Porqué entonces no se tienen en cuenta a los que piensan diferente. La manera de abordar el temario les es indiferente. O Se ha de establecer un origen propio estableciendo otros parámetros para abordarlo. Se olvida cuál es el origen, el objetivo del temario.
La supervisión del maestro hacia este objetivo es imprescindible. Hacer que el alumno piense como abordar los temas.
Cuando los sistemas educativos y las políticas educativas, entiendan esto que planteas, posiblemente estemos en condiciones de iniciar otros modos de entender la formación del profesorado y el trabajo docente, con menos regulaciones y menos prescripciones, y más preocupación por los afectos y las relaciones. La educación es una relación de amor, definiendo amor como más nos convenga.
No sólo hay que formarles mejor, también está el problema de que no todo el mundo debería ser profesor porque no tiene aptitudes para ello. Uno de mis profesores de universidad era brillante en su campo pero totalmente inútil para comunicar o transmitir conocimiento.

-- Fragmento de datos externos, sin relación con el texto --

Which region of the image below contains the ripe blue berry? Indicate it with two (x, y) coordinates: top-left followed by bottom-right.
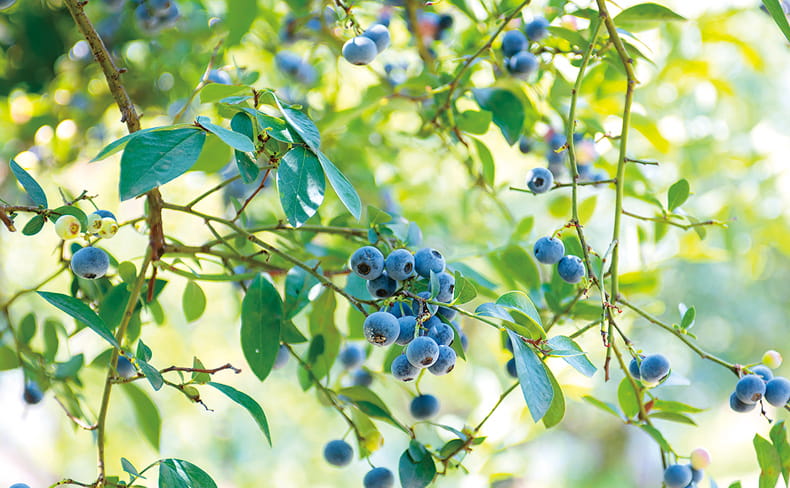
(533, 236), (565, 264)
(508, 51), (538, 77)
(367, 271), (398, 298)
(501, 29), (528, 57)
(391, 354), (419, 381)
(428, 345), (456, 375)
(275, 51), (303, 76)
(385, 249), (415, 281)
(663, 464), (692, 488)
(519, 136), (532, 154)
(362, 24), (391, 53)
(410, 394), (440, 420)
(273, 344), (289, 370)
(350, 246), (385, 280)
(342, 36), (378, 65)
(364, 466), (395, 488)
(557, 255), (585, 284)
(639, 354), (670, 385)
(765, 377), (790, 407)
(436, 272), (455, 302)
(751, 365), (774, 382)
(427, 322), (454, 347)
(526, 167), (554, 193)
(396, 315), (417, 345)
(9, 484), (31, 488)
(437, 306), (456, 320)
(207, 69), (232, 85)
(351, 369), (373, 388)
(412, 291), (438, 316)
(339, 344), (366, 369)
(387, 301), (413, 318)
(628, 355), (644, 379)
(506, 358), (517, 378)
(363, 312), (399, 346)
(414, 248), (446, 278)
(116, 356), (136, 379)
(406, 336), (440, 368)
(690, 466), (704, 483)
(525, 17), (550, 41)
(735, 374), (766, 404)
(323, 439), (353, 467)
(23, 381), (43, 404)
(71, 246), (110, 280)
(729, 391), (756, 412)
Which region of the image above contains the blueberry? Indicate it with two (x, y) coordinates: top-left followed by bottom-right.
(351, 369), (374, 388)
(751, 365), (774, 382)
(410, 394), (440, 420)
(273, 344), (289, 369)
(148, 0), (171, 14)
(427, 323), (454, 346)
(436, 272), (455, 302)
(387, 301), (413, 318)
(87, 210), (116, 233)
(385, 249), (415, 281)
(533, 236), (565, 264)
(391, 354), (419, 381)
(590, 170), (609, 186)
(690, 465), (703, 483)
(364, 466), (395, 488)
(294, 62), (317, 85)
(507, 51), (539, 78)
(396, 315), (418, 345)
(663, 464), (692, 488)
(414, 248), (446, 278)
(412, 291), (438, 316)
(628, 355), (644, 379)
(422, 314), (442, 331)
(363, 312), (399, 346)
(9, 484), (31, 488)
(23, 381), (43, 404)
(501, 29), (528, 57)
(339, 344), (366, 369)
(765, 377), (790, 407)
(735, 374), (766, 404)
(639, 354), (670, 384)
(557, 255), (585, 284)
(362, 24), (391, 53)
(526, 167), (554, 193)
(518, 136), (532, 154)
(275, 51), (303, 76)
(116, 356), (137, 379)
(367, 271), (398, 298)
(437, 306), (456, 320)
(729, 391), (756, 412)
(406, 336), (440, 368)
(547, 152), (566, 169)
(207, 69), (232, 85)
(428, 345), (456, 375)
(155, 3), (180, 29)
(323, 439), (353, 467)
(350, 246), (385, 280)
(525, 17), (550, 42)
(506, 357), (517, 378)
(71, 246), (110, 280)
(342, 36), (378, 65)
(548, 132), (567, 150)
(438, 14), (454, 31)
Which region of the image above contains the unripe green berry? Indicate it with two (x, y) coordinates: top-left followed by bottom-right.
(55, 215), (81, 240)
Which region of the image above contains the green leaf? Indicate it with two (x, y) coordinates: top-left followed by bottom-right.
(138, 357), (164, 391)
(277, 146), (326, 227)
(272, 95), (321, 151)
(196, 116), (255, 152)
(191, 357), (211, 384)
(613, 3), (686, 31)
(305, 291), (340, 382)
(472, 88), (524, 145)
(208, 382), (271, 445)
(763, 0), (790, 43)
(350, 408), (383, 457)
(508, 330), (553, 422)
(9, 159), (47, 207)
(680, 306), (696, 330)
(190, 134), (232, 173)
(754, 434), (782, 488)
(198, 83), (248, 104)
(182, 281), (207, 322)
(651, 399), (705, 414)
(284, 266), (320, 320)
(0, 346), (19, 371)
(582, 395), (622, 418)
(640, 424), (672, 452)
(240, 275), (284, 382)
(43, 319), (59, 362)
(54, 353), (84, 379)
(37, 291), (119, 348)
(316, 151), (362, 220)
(471, 137), (495, 187)
(542, 365), (565, 429)
(159, 458), (217, 488)
(648, 411), (697, 426)
(119, 128), (206, 201)
(338, 386), (407, 432)
(250, 110), (301, 143)
(456, 110), (492, 135)
(667, 178), (690, 211)
(121, 457), (143, 479)
(230, 112), (259, 183)
(769, 421), (790, 485)
(439, 438), (466, 458)
(21, 215), (45, 236)
(617, 377), (640, 419)
(497, 291), (545, 337)
(18, 314), (35, 343)
(225, 0), (257, 47)
(91, 127), (160, 162)
(546, 336), (596, 377)
(452, 270), (477, 304)
(122, 382), (161, 450)
(399, 442), (436, 488)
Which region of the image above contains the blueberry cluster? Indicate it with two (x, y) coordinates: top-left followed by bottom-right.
(628, 353), (672, 387)
(132, 0), (180, 33)
(322, 439), (395, 487)
(337, 343), (374, 387)
(500, 17), (549, 79)
(662, 448), (711, 488)
(533, 236), (585, 284)
(274, 51), (318, 85)
(729, 364), (790, 413)
(342, 24), (391, 66)
(55, 209), (118, 241)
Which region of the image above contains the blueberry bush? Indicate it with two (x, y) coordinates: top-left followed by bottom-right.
(2, 0), (790, 487)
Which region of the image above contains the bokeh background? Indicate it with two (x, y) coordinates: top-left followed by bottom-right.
(1, 0), (790, 486)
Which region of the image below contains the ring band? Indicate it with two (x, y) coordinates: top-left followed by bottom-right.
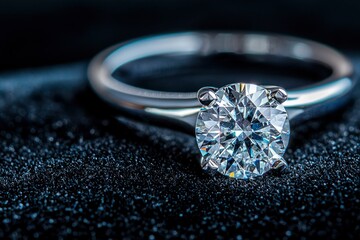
(88, 32), (356, 180)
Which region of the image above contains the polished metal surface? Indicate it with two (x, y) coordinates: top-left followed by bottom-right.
(88, 32), (356, 129)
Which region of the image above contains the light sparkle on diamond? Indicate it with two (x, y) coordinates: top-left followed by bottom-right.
(195, 83), (290, 179)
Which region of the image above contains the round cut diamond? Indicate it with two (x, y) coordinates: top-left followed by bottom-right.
(195, 83), (290, 179)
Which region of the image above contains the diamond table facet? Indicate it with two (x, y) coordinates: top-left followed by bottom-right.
(195, 83), (290, 179)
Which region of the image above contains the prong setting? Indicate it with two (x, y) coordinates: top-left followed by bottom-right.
(266, 86), (288, 104)
(200, 156), (218, 170)
(197, 86), (218, 106)
(271, 157), (288, 170)
(196, 83), (290, 179)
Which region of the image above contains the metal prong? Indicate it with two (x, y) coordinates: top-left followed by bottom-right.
(266, 86), (288, 104)
(271, 157), (288, 170)
(197, 86), (218, 106)
(200, 156), (218, 170)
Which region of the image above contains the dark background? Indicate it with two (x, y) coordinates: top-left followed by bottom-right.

Además creo que el problema de base de nuestro sistema es que no nos ayuda a encontrar nuestras habilidades innatas, esas que podrían hacernos tener un trabajo más satisfactorio porque tenemos una predisposición para él en vez de otra cosa. Creo que si planteáramos la educación de esa manera (incluyendo una eduación de mínimos) el fracaso escolar se reduciría y la productividad laboral aumentaría porque la gente haría lo que le gusta y lo que se le da bien.